DRC rallies in support of threatened Nobel laureate Denis Mukwege

Intimidation attempts believed to be linked to doctor’s outspoken criticism of armed groups’ violence and rights abuses.

Congo Nobel Peace Prize winner
Mukwege has won international recognition for his decades of work treating female victims of conflict in eastern DRC [File: Alain Wandimoyi/AFP]

Protesters are expected to take to the streets of the Democratic Republic of the Congo’s (DRC) capital to express support for Denis Mukwege, a Nobel laureate who says he has received death threats.

Friday’s rally in Kinshasa is expected to take place a day after hundreds of people attended a similar rally in Bukavu, the capital of eastern South Kivu province, to call for the prominent doctor’s protection.

Mukwege, the founder of Panzi Hospital in Bukavu, was co-recipient of the 2018 Novel Prize for Peace, recognised for his efforts to help war rape victims and “end the use of sexual violence as a weapon of war and armed conflict” in eastern DRC.

A fervent critic of serious rights violations, he has frequently been threatened by armed groups for his calls to bring perpetrators to justice. In 2012, he survived an assassination attempt.

Last month, Physicians for Human Rights (PHR), a partner organisation of Panzi Hospital, said Mukwege and his family had been targeted on social media and received death threats on his cellphone.

“The intimidation efforts appear to be in response to Dr Mukwege’s condemnation of a wave of recent killings by local armed groups in the South Kivu and Ituri provinces,” PHR said, and in reaction to his “consistent appeals for the implementation of the longstanding recommendations of a UN Mapping Report on the most serious violations of human rights in the DRC between 1993 and 2003.

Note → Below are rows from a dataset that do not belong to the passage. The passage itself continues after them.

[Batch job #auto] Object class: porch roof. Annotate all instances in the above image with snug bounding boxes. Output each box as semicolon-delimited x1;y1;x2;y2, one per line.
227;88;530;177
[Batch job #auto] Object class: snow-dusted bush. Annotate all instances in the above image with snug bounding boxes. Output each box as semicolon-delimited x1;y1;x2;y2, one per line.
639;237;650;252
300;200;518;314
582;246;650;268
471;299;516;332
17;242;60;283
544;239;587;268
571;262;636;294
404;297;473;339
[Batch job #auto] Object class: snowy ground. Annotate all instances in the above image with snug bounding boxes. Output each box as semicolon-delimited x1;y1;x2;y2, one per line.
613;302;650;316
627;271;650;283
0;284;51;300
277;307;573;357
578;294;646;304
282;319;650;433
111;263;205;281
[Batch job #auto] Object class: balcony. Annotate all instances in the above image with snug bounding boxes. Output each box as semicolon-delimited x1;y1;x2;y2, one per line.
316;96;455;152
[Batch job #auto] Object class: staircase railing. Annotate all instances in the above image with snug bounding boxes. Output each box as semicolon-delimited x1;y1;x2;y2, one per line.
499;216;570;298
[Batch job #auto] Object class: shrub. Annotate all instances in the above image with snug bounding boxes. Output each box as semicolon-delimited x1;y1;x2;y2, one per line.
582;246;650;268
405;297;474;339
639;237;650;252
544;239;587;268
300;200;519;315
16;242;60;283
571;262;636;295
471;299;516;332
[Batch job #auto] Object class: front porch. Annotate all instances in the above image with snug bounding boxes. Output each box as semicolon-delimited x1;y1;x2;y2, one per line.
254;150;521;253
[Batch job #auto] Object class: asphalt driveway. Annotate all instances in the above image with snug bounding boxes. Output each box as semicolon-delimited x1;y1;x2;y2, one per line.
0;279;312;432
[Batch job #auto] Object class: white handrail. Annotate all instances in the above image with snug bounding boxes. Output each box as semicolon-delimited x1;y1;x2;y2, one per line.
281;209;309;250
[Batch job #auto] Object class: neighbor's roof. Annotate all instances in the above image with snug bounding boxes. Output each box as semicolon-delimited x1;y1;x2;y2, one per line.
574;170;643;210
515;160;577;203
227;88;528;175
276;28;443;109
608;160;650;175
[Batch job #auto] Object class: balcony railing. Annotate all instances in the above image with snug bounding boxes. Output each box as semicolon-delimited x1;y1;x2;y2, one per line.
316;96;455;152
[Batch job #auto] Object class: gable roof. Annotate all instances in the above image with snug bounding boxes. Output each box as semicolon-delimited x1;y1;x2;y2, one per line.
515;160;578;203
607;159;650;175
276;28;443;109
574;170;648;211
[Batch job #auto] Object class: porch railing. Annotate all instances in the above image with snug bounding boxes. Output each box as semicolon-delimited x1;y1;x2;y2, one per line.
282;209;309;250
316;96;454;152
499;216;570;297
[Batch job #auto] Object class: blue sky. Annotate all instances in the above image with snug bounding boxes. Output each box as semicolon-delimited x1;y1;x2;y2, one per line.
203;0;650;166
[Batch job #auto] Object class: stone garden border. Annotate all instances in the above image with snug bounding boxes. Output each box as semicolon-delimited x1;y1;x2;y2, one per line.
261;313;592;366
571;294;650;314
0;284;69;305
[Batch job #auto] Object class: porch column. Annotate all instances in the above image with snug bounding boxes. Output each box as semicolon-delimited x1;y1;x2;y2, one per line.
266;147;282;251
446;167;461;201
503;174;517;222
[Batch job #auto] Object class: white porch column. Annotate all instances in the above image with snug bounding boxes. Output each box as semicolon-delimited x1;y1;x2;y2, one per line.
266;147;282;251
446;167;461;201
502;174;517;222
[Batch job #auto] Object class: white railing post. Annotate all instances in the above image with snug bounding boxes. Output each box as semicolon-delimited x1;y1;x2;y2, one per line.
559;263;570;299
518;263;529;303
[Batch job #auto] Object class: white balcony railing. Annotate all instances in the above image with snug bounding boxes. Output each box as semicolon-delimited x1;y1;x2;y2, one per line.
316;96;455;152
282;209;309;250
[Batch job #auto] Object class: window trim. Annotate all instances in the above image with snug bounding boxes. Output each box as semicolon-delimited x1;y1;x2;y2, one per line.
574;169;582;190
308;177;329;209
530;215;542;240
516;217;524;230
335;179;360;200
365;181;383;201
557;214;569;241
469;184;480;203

“These include investigations and prosecutions for atrocities that took the lives of millions of people in the region and have included the mass sexual violence that caused thousands of women and girls to seek and receive treatment from Dr Mukwege and his colleagues at Panzi Hospital.”

Released in 2010, the UN report chronicles the involvement of several armed Congolese groups in grave human rights violations as well as operations by the forces of eight other countries.

Carbone Beni, network coordinator of the Filimbi youth movement in Kinshasa, said the protesters on Friday demanded an investigation into the efforts to intimidate Mukwege.

“As citizens, we do not want the massacres to continue any longer in the east of our country. And for that, each neighbouring country should recognise its role and make a commitment to stop this,” he said. “The Congolese want to live with dignity as a human being,” added Beni.

“We will continue to raise awareness and mobilise. It should be a matter of death or life, our dignity.”

Nobel Peace Prize winners seek justice for war rape victims

Last week, the United Nations denounced the recent surge of threats against Mukwege, saying they were likely connected with the doctor’s condemnation of rights abuses linked to longstanding violence in South Kivu, characterised by the involvement of “both local and foreign” armed groups.

Meanwhile, the DRC’s President Felix Tshisekedi has promised that the interior, security and justice ministers and others will “take all measures necessary” to protect Mukwege while the UN’s peacekeeping force in eastern DRC (MONUSCO) has also vowed its support.

“We are working together on sustainable solutions that will enable Dr Mukwege and the hospital to be protected by the Congolese institutions, by Congo, and obviously the mission, as a partner, will play its part,” MONUSCO chief Leila Zerrougui said on Wednesday.

The DRC’s conflicts in the late 1990s and early 2000s, dubbed by some “Africa’s world war”, drew in several regional countries seeking to take advantage of the chaos to plunder the resources of the vast nations.

The wars killed some five million people due to fighting, disease and malnutrition and the aftermath is still felt today, with many eastern areas plagued by violence as dozens of rebel groups continue to operate there.